Qualität ist das zweite wichtige Kriterium für gute Infrastrukturen. Denn nur, wenn eine Schulausbildung für alle hochwertig ist, profitieren auch diejenigen davon, die durch ihr Elternhaus nicht die Möglichkeit haben, ein schlechtes Schulangebot mit privaten Ressourcen auszugleichen. Zugänglichkeit und Qualität müssen also zusammen gedacht werden, nur dann können Infrastrukturen ihren Anspruch und ihre Funktion erfüllen: Gleiche Chancen für alle zu schaffen.

Infrastrukturatlas: Auf einer Karte ist die Bevölkerungsdichte in Deutschland nach Gemeinden im Jahr 2018 abgebildet.
In bevölkerungsarmen Regionen ist die Deckung der Grundbedürfnisse, pro Person gerechnet, aufwendiger. Nichtsdestotrotz muss sie auch dort gewährleistet sein.

Wurden diese Kriterien bisher vor allem auf die gegenwärtige Gesellschaft bezogen, so bringt der Anspruch der ökologischen Nachhaltigkeit auch die Generationengerechtigkeit ins Spiel.
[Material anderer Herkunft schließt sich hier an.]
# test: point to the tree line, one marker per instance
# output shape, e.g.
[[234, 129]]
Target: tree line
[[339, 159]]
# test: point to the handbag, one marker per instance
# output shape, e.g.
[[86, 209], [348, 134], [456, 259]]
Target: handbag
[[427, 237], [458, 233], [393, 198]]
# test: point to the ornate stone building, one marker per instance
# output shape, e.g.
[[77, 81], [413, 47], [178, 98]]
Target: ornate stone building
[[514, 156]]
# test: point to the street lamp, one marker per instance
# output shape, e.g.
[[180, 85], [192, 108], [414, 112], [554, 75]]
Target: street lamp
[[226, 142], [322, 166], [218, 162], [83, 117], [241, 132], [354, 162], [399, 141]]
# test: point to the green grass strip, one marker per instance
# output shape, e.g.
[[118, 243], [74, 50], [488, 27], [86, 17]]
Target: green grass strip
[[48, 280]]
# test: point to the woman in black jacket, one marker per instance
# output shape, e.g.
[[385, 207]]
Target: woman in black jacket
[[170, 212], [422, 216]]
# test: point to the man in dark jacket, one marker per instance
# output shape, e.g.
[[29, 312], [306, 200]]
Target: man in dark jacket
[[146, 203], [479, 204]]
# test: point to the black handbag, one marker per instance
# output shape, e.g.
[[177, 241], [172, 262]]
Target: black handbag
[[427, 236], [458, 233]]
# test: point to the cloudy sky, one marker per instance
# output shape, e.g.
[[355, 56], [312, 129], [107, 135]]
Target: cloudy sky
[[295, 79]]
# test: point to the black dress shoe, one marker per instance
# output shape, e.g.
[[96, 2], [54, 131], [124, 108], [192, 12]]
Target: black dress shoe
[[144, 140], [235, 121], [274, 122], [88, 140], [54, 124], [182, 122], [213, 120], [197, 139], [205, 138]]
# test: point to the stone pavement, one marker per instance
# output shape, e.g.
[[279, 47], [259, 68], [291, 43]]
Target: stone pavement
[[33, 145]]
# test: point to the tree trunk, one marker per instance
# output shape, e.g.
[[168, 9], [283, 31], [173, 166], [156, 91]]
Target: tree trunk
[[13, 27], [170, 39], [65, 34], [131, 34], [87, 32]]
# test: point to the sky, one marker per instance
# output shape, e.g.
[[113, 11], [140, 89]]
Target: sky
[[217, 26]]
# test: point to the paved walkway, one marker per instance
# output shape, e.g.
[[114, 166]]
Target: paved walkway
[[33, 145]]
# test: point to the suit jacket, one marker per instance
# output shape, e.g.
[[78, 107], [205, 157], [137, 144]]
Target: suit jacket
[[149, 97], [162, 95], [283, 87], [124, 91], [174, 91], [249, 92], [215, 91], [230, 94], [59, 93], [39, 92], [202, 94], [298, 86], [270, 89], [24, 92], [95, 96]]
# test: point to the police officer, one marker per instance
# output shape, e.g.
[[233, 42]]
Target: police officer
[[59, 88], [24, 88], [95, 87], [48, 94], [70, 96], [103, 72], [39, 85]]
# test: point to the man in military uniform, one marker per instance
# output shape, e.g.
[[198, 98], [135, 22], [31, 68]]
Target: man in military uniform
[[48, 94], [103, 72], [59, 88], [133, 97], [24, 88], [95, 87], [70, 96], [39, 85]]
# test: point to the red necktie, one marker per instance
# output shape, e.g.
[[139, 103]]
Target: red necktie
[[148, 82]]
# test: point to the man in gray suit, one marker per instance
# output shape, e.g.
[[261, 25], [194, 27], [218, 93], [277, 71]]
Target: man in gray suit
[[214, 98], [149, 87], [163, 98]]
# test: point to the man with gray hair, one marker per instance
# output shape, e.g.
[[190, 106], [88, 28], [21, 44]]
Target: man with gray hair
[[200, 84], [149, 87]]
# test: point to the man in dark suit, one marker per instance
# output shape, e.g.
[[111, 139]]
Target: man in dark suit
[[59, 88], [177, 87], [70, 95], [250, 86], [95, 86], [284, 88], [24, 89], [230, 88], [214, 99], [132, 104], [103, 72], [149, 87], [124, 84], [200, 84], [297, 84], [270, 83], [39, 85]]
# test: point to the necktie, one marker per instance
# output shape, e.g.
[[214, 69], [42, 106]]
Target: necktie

Bereits heute verstärken Umwelt- und Klimaschäden bestehende Ungleichheiten, vor allem im globalen Maßstab. Doch die größte Ungerechtigkeit bleibt die Einschränkung der Handlungsautonomie zukünftiger Generationen durch unser gegenwärtiges Leben und Wirtschaften, etwa durch die ökologischen Schulden, die aus ­Infrastrukturentscheidungen mit ihren teils erheblichen Ewigkeitslasten resultieren. 

Die Infrastrukturen des Verkehrs, des Wohnens, der Energie müssen deshalb heute so gestaltet werden, dass diese Güter auch morgen noch für alle in einer hohen Qualität zugänglich sind. Diese Ansprüche lassen sich in eine Aufgabe der politischen Gestaltung übersetzen, denn viele ­Infrastrukturen werden diesen Zielen heute nicht ­gerecht. Hier öffnet sich ein Gelegenheitsfenster für ­Veränderungen: In den kommenden Jahren werden in ­Deutschland ­zahlreiche wichtige Entscheidungen gefällt, etwa bei den Verkehrs-, den Kommunikations- und den Energienetzen, aber genauso bei der Organisation der Gesundheitsversorgung, der Entwicklung der Schulen und bei der Digitalisierung. 

Die Tragweite der Entscheidungen erfordert eine breite öffentliche Debatte. Zu klären ist, entlang welcher gesellschaftlichen Leitbilder die Infrastrukturen der Zukunft entwickelt werden sollen. Welcher Grad an Qualität und Zugänglichkeit dabei erreicht werden soll. Wie soziale und andere Ausschlüsse vermieden werden können. Und wie zukünftige Generationen in diesen Entscheidungen angemessen berücksichtigt werden. Die Aushandlung dieser Leitbilder und Normen muss in der demokratischen Öffentlichkeit erfolgen. Ohne sie lassen sich gute Infrastrukturentscheidungen nicht langfristig verbindlich treffen.